4 Mistakes Leaders Keep Making
This week’s Friday Resource comes from HBR and features four common mistakes that leaders continue to make.

Over the last half century, approaches to leadership have shifted and grown dramatically. Regardless, some areas (even with the most progressive and advanced training programs in place) continue to be problematic in organizations.

The most seasoned of leaders are prone to fall into certain traps, and these traps are often outside their awareness. The more aware leaders become of these behaviors, the more they will be able to mitigate their impact.

Per Robert H. Schaffer, HBR, here are the four main behavioral traps to be mindful of:

Behavior Trap 1: Failing to Set Proper Expectations

Everyone has seen senior managers announce major directional changes or new goals without spelling out credible plans for achieving them or specifying who’s accountable: for instance, “We are going to reduce the use of cash by 40% next year” or “We are going to cut train accidents significantly” or “We are going to shift focus from midmarket customers to the upper end during the next two years.” Such efforts go nowhere.

Behavior Trap 2: Excusing Subordinates from the Pursuit of Overall Goals

Every operating or staff manager is naturally preoccupied with the performance of her own unit. People with such singular focus tend to “delegate” responsibility for organization-wide performance upward to already overloaded senior managers, who often don’t push back.

Behavior Trap 3: Colluding with Staff Experts and Consultants

The work performed by internal staff experts and external consultants has multiplied by 20 to 40 times in the past five decades, and the scope of their activity has greatly expanded.

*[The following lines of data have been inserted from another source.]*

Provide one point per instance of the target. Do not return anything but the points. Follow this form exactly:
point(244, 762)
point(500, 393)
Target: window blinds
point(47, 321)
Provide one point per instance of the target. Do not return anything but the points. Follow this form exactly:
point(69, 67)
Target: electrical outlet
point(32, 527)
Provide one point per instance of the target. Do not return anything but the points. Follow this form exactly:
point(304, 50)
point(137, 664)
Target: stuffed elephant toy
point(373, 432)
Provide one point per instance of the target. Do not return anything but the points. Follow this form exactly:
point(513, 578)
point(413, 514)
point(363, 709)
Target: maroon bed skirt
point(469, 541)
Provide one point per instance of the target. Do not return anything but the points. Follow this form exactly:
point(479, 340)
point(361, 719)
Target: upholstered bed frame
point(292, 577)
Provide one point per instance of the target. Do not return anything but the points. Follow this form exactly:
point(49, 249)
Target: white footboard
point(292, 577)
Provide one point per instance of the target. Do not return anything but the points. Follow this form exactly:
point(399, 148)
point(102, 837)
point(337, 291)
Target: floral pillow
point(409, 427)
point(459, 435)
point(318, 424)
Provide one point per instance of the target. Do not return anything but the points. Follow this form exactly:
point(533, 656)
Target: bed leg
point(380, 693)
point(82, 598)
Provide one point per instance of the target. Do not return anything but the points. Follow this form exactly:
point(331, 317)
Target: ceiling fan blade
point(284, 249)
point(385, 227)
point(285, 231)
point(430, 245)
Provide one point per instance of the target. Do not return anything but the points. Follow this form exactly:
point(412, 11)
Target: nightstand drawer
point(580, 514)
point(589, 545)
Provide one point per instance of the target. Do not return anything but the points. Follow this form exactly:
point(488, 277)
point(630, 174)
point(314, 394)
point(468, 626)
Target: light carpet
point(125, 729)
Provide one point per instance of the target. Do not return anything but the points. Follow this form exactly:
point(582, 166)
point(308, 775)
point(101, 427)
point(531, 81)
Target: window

But the vast majority of them still get senior management to go along with the same old flawed contract: They agree to deliver their “product” (such as a new system, organization structure, marketing plan, training program, or corporate strategy)—and even to implement it—but they don’t assume responsibility for outcomes. They imply that performance will improve but almost never include measurable gains as part of the deal.

Behavior Trap 4: Waiting While Associates Prepare, Prepare, Prepare

When senior managers challenge people to improve sales, accelerate turnaround, reduce costs, develop products faster, or make other needed improvements, the usual response is “Yes, but first we have to…” Finish the sentence: Train our people. Study the market. Replace a key player who retired. Launch the new system. Set up focus groups with some customers. Bring in Six Sigma. Make our culture more change oriented. And so forth.